Outre Teddy Perkins, les épisodes les plus marquants de cette seconde saison sont sans conteste Woods et North Of The Border. Grands de par leur mise en scène, leur double lecture et leur enjeu dramatique, ces deux épisodes sont également portés par les superbes interprétations des comédiens présents. A l’inverse de la saison 1, qui relatait avec plus ou moins de précision temporelle l’ascension de Paper Boi, cette seconde vague d’épisodes ne s’embarrasse pas d’une telle contrainte narrative. Pas réellement connectés entre eux, chaque épisode existe par lui même et par la trame scénaristique qu’il met en scène. Le registre absurde de Barbershop, la critique sociale de Champagne Papi ou encore la nostalgie douce-amère de FUBU permettent à la série d’encore une fois jouer sur des registres divers et variés, sans toutefois raconter une véritable histoire construite sur le long terme.
Néanmoins, ce parti-pris artistique est souvent contrebalancé par des éléments récurrents tout au long de la saison, à l’instar du pistolet en or massif dont doit se débarrasser Earn lors de l’ultime épisode. Les plus pointilleux auront noté qu’il s’agit là de la même arme que l’on aperçoit lors du premier épisode de cette saison 2. La boucle est donc bouclée. Le génie des auteurs d’Atlanta se révèle en effet dans cette capacité à distiller de nombreux détails et références au fil des épisodes, que l’on découvre souvent lors d’un nouveau visionnage. Ces derniers apparaissent sans grande importance de prime abord, mais impossible de nier leur apport d’une véritable cohérence à l’univers de la série dans son ensemble.

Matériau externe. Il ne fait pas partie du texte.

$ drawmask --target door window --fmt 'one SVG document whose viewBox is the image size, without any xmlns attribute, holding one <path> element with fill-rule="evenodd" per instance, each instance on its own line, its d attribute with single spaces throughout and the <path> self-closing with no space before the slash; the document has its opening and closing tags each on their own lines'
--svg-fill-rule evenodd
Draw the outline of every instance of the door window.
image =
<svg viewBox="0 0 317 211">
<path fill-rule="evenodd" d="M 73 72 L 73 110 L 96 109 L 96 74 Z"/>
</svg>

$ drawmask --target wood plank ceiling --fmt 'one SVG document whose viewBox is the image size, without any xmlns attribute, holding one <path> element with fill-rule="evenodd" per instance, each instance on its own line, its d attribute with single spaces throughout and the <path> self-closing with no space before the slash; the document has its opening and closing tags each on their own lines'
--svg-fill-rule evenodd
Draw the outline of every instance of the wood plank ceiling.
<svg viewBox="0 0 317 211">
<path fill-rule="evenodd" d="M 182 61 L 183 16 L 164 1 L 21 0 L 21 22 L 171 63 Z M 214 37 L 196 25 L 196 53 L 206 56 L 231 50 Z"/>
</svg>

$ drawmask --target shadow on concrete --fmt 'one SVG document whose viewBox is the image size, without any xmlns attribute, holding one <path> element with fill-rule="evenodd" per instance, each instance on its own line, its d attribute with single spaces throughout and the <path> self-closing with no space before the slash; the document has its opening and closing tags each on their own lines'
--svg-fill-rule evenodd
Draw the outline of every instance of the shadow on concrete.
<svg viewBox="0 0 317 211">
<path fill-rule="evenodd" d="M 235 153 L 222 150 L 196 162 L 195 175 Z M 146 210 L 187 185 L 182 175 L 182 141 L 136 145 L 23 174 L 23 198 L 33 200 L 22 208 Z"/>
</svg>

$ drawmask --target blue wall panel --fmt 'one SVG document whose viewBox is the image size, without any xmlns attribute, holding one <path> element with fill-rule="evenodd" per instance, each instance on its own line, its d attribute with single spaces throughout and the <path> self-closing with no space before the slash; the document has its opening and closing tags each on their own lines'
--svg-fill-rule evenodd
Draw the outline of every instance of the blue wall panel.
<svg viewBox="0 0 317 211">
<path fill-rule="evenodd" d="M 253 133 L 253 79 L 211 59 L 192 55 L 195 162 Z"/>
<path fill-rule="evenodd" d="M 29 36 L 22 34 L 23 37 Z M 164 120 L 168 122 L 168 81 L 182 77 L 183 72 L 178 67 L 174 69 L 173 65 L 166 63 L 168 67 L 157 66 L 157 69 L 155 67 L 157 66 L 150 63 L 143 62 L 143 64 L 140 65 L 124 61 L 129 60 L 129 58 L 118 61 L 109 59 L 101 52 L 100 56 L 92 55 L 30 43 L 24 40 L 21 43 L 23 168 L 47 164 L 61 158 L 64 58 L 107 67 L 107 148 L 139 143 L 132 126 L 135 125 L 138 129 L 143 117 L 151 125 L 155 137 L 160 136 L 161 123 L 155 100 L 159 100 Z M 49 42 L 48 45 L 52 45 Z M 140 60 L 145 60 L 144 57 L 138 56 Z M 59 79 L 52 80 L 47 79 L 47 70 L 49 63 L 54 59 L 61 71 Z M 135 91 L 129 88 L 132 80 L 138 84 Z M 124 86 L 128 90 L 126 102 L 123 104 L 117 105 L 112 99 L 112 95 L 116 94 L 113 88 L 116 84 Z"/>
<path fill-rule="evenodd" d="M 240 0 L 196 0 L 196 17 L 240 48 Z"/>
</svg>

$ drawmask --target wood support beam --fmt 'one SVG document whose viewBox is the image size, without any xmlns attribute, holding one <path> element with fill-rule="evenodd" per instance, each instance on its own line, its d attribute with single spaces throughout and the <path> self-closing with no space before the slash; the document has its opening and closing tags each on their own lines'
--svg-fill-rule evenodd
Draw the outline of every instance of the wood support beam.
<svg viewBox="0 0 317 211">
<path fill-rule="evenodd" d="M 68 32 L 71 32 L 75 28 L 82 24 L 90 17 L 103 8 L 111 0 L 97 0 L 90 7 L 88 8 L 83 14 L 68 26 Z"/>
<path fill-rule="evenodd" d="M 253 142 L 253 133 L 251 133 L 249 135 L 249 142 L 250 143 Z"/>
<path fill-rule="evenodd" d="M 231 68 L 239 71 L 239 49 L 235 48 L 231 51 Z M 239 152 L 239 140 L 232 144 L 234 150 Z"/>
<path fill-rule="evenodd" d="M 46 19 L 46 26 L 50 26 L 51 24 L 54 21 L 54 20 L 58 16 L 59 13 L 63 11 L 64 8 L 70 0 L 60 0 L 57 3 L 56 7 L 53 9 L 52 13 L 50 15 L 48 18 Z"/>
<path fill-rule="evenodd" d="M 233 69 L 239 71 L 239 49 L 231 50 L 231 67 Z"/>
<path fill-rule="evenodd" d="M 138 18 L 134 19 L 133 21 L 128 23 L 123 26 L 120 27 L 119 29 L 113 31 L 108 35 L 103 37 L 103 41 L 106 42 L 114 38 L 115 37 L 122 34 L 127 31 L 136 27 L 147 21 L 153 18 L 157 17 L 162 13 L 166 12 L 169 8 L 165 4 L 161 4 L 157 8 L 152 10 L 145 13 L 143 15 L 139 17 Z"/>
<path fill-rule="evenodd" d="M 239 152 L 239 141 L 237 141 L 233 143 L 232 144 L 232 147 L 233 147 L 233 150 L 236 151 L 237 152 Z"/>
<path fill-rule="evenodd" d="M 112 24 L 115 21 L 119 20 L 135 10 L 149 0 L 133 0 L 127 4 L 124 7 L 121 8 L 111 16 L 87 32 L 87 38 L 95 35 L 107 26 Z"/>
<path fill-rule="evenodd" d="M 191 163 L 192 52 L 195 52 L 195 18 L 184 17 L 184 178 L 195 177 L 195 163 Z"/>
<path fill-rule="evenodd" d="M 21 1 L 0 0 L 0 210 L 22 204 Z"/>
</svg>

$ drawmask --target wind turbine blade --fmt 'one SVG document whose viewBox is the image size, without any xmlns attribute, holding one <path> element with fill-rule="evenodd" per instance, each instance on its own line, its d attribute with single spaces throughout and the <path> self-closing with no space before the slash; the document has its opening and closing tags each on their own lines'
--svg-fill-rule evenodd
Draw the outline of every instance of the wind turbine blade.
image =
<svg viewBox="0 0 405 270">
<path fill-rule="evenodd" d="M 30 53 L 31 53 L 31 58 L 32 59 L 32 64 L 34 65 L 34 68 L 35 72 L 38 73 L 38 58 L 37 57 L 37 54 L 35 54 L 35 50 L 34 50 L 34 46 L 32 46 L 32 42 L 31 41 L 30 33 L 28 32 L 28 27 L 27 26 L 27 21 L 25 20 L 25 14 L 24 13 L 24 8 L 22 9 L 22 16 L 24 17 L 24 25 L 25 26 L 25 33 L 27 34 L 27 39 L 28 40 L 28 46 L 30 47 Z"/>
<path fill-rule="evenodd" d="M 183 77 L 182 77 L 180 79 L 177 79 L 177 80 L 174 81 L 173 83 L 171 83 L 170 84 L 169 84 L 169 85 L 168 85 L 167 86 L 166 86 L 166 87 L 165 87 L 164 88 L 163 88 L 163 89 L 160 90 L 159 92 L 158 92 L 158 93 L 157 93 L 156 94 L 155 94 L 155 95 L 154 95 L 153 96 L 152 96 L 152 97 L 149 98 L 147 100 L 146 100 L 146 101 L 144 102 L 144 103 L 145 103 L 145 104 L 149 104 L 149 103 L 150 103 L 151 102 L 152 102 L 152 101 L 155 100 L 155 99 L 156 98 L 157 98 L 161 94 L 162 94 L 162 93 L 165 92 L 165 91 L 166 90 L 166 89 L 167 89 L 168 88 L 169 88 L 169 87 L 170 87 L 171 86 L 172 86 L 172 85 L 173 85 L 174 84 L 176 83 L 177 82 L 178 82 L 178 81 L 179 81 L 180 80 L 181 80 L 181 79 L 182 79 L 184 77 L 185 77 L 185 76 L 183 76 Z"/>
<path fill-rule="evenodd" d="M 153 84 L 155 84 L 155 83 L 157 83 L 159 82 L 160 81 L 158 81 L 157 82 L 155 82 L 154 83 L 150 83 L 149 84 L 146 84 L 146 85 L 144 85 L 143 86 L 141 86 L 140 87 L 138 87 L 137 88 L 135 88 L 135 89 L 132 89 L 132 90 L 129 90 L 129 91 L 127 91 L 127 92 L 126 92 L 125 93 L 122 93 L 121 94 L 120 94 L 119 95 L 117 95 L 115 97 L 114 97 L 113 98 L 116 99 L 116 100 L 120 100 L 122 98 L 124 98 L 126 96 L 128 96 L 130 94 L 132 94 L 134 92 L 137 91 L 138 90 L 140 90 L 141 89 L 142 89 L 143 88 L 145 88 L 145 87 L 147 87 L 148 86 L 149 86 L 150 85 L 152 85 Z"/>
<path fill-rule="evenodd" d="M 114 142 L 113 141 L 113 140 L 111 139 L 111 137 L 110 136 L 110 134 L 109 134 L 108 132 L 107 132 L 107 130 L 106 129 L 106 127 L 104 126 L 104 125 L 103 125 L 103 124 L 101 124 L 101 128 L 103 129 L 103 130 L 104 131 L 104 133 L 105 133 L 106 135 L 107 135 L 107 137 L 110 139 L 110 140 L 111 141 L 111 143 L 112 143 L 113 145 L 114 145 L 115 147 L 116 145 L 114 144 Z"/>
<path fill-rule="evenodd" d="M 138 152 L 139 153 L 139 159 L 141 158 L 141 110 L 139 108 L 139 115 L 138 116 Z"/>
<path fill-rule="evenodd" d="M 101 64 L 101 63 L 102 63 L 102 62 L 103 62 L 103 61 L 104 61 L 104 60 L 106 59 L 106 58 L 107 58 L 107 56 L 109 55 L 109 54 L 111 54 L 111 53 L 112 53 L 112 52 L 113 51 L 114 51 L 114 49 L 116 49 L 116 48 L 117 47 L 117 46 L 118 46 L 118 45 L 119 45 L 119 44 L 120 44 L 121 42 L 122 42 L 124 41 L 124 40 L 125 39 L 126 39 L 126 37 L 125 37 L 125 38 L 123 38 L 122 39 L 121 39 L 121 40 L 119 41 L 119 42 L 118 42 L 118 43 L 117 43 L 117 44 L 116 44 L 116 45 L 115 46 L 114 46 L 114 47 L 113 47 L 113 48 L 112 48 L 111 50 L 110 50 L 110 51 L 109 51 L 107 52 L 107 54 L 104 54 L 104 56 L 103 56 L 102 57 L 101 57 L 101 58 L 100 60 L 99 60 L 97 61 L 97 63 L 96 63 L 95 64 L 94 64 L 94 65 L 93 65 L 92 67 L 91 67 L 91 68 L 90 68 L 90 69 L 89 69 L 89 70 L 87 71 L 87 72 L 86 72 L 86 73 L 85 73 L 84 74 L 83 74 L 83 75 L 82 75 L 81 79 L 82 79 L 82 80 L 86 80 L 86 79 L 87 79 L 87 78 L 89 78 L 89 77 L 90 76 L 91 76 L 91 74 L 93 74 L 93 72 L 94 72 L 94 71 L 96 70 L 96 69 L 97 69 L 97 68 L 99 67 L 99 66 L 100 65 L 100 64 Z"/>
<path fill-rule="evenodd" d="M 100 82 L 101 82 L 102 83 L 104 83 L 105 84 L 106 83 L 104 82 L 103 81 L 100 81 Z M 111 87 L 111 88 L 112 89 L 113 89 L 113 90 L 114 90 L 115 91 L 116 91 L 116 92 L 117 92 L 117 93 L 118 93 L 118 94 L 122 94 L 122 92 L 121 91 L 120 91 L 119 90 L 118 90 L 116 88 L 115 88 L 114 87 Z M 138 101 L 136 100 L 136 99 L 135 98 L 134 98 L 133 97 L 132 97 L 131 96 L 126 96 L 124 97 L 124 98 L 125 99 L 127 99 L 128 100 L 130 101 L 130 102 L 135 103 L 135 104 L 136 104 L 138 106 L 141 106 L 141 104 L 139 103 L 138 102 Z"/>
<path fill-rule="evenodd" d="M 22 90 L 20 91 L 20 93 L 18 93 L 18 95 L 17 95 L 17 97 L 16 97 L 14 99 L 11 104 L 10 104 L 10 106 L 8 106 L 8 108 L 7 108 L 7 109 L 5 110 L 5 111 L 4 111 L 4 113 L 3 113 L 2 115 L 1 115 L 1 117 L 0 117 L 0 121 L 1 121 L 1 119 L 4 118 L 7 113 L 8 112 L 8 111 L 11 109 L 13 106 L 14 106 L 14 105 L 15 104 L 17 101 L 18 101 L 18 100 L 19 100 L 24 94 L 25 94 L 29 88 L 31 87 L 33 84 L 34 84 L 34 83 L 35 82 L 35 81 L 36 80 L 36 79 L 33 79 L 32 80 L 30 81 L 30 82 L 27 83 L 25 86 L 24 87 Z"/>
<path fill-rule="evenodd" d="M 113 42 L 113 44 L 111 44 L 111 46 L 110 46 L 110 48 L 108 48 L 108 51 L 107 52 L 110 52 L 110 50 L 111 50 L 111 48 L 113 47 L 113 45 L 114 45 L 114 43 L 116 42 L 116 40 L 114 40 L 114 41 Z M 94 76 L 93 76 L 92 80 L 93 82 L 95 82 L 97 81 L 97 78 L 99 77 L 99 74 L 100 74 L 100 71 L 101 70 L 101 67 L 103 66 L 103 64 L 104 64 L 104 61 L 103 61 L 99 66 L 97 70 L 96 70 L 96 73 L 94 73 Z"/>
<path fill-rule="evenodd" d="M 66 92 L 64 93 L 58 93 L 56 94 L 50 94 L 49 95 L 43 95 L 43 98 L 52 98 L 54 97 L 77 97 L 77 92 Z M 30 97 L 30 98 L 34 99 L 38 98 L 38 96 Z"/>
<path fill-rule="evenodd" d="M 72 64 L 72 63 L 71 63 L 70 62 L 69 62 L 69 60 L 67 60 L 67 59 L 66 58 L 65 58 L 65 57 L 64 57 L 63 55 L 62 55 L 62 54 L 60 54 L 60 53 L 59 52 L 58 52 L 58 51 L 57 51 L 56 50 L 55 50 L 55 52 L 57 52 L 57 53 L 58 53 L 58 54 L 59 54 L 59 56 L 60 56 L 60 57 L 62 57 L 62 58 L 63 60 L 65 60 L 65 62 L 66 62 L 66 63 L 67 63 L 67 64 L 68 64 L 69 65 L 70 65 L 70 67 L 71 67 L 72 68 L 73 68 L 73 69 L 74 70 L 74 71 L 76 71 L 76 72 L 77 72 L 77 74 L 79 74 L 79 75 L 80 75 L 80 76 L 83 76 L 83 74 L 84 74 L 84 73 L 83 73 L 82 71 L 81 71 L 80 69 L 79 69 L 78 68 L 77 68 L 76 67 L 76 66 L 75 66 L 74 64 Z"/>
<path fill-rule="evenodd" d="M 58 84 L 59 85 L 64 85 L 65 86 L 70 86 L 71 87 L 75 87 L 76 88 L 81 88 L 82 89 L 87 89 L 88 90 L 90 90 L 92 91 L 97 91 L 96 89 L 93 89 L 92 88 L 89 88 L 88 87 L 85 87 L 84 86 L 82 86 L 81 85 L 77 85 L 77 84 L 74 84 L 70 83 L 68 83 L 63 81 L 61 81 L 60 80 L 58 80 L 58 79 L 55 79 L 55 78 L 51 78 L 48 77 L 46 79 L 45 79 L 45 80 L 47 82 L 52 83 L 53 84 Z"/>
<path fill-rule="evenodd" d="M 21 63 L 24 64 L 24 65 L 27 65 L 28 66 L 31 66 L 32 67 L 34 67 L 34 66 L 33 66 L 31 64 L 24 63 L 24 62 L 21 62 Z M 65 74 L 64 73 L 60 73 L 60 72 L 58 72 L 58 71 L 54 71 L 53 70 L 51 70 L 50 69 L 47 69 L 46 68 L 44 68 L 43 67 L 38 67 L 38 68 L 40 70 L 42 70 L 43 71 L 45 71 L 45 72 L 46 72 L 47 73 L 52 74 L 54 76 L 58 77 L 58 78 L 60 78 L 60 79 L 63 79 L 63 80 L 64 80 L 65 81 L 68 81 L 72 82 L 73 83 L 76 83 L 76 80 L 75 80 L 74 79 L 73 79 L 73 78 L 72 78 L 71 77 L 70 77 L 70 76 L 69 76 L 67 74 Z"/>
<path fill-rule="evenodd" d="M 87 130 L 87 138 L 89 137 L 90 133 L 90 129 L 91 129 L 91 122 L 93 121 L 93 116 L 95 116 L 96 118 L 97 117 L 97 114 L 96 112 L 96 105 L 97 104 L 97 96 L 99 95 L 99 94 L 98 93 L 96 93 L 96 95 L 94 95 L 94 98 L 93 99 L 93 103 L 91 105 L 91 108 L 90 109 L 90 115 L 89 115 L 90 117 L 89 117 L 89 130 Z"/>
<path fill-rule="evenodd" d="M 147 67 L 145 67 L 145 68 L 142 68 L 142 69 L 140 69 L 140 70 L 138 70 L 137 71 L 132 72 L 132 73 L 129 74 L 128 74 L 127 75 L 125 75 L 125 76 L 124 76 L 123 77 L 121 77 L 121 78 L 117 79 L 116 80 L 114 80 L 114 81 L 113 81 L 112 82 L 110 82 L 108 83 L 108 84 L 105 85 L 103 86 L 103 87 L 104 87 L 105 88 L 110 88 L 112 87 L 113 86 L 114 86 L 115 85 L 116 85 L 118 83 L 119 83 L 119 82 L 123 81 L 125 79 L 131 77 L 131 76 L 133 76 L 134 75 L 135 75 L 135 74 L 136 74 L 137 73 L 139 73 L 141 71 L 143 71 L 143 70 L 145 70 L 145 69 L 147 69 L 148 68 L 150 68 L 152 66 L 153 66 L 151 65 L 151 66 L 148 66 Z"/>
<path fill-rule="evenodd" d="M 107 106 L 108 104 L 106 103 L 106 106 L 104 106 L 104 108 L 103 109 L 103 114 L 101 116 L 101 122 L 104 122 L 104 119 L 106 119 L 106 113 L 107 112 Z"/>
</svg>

Avec ces 11 nouveaux épisodes, Atlanta a repoussé pour de bon les limites de la créativité à la télévision. En allant encore plus loin dans sa critique des dérives de la société américaine, sans épargner un seul instant les erreurs de sa propre communauté, Donald Glover signe un manifeste visuel d’une beauté rare et pourvu d’une densité intellectuelle impressionnante. Plongée dans les ténèbres, cette “Robbin’ Season” se montre plus ancrée dans le réel que jamais lors de ses moments de fantaisie les plus absurdes, qui fonctionnent comme un miroir réfléchissant des dysfonctionnements de l’Amérique moderne. Un coup de maître.